A crucial U.S. policy challenge is to gain Pakistani cooperation in shutting down
the extensive illicit nuclear supplier network established in the 1990s by the self-designated “father” of Pakistan’s nuclear bomb, Abdul Qadir Khan, which provided
nuclear enrichment technology to Iran, Libya, and North Korea, while at the same
time supporting stability in Pakistan and gaining its maximum cooperation against
terrorism. To date, the Administration appears largely to have acquiesced in
Pakistan’s refusal to allow access to Khan by U.S. intelligence officials. The
Administration has been equally reluctant to publicly criticize the Musharraf
government’s apparent use of international arms dealers to obtain controlled U.S.
dual-use technology for its own nuclear weapons program, in violation of U.S. law.
The 109th Congress has been asked by the Administration to provide some $698
million in military and economic assistance to Pakistan for FY2006, part of a five-year, $3 billion aid package. Some Members of Congress have expressed concern
that, as during the 1980s, the urgent need for Pakistan’s cooperation will prevent the
Administration from dealing forcefully with its nuclear proliferation activities, and
have introduced legislation that seeks to make U.S. assistance contingent on
Pakistan’s cooperation on nuclear proliferation.

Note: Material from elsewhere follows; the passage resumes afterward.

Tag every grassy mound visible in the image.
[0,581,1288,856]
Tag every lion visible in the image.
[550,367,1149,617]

This report: (1) briefly recounts previous failed efforts to reconcile American
nuclear nonproliferation and other security objectives regarding Pakistan; (2)
documents A.Q. Khan’s role, whether with or without official involvement, in
supplying nuclear technology to “rogue” states and how these activities escaped
detection by U.S. intelligence agencies; (3) considers issues regarding the objectives,
and viability of the military-dominated government of President Pervez Musharraf;
and, (4) outlines and evaluates several U.S. options for seeking to gain more credible
cooperation from Pakistan’s regarding its nuclear activities while still maintaining
effective counterterrorist cooperation. This report will not be further updated.